Barbara Lindsay, Sex in the Middle Ages
Barbara Lindsay’s first full length play, Free, won the NY Drama League’s 1989 Playwrighting Competition and was given its premiere production in London in 1991.  Since then there have been more than 400 national and international productions of her plays and monologues in 35 States, 13 countries, and on every continent except Antarctica.  She is a fifth generation Californian living in Seattle, WA, married to an amazing man, and ridiculously happy.

Ella McQuaig, Terminal Turmoil
Ella McQuaig is an aspiring playwright and actor who is very excited to work with Civic for her first time. Starting theater in her sophomore year of high school, her play Terminal Turmoil was made in an afterschool scriptwriting class of no more than 5 people. She’s very excited to be presenting that play with the amazing actors and directors of Spokane Civic Theatre.

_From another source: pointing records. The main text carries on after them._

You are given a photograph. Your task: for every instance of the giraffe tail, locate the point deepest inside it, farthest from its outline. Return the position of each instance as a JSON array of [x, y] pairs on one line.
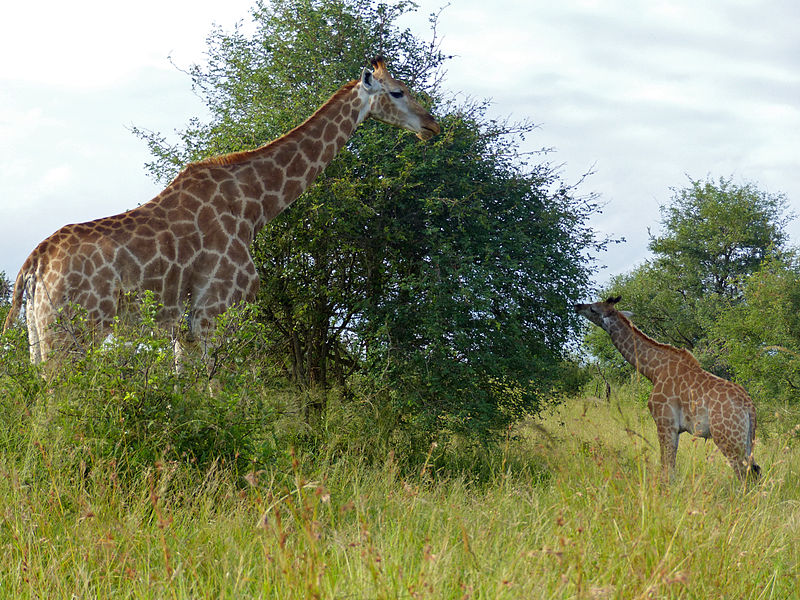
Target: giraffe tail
[[16, 299]]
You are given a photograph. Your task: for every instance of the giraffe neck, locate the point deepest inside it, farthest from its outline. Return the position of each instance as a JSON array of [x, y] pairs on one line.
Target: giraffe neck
[[269, 179], [646, 355]]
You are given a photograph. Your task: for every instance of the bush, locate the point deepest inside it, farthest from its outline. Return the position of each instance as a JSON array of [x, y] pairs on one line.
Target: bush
[[123, 400]]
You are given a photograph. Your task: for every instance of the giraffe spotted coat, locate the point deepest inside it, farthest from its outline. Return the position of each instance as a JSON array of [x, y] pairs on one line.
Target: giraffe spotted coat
[[190, 244], [685, 397]]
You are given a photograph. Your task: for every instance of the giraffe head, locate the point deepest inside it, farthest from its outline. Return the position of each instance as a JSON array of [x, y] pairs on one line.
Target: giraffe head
[[390, 102], [599, 313]]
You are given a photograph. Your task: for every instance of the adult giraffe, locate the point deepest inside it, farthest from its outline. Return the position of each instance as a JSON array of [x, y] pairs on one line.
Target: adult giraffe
[[685, 397], [190, 244]]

Aleks Merilo, The Nearest Far Away Place, TEOTWAWKI
Aleks Merilo is an award-winning playwright from Palo Alto, CA. His script, The Snowmaker, was winner of the Playwrights First Award, The Chameleon Theatre Circle New Play Contest, Playhouse on The Square’s New Works @ The Works Festival, and was a finalist for the Oregon Play Prize. His play The Widow of Tom’s Hill played off-broadway at 59E59, where BroadwayWorld called it “A truly distinctive piece of theater.” His play Exit 27 was called “The best original play to be produced this season” by The Houston Chronicle, was voted best new play by BroadwayWorld, Houston, and played most recently at the Kennedy Center American College Theater Festival. He has an MFA in playwriting from UCLA, lives in the Pacific Northwest, and is represented by the Robert A. Freedman Dramatic Agency. Aleksmeriloplaywright.com.

Burcu Seyben, Intro to Greek Theater
Burcu Seyben is an academic, playwright, writer, and theater director from Türkiye. Since 2017, she has been rebuilding her life and pursuing her writing in the United States. Her creative nonfiction works have been published in The RavensPerch, Synkroniciti, and Door is a Jar Literary Magazine. Her play, The American Letter, was also selected for the Pitch-Your-Play Showcase at the Mid-America Theatre Conference. Seyben enjoys discovering new works, focusing particularly on themes of authoritarianism, women, language, and exile. The intersection of these themes is her favorite.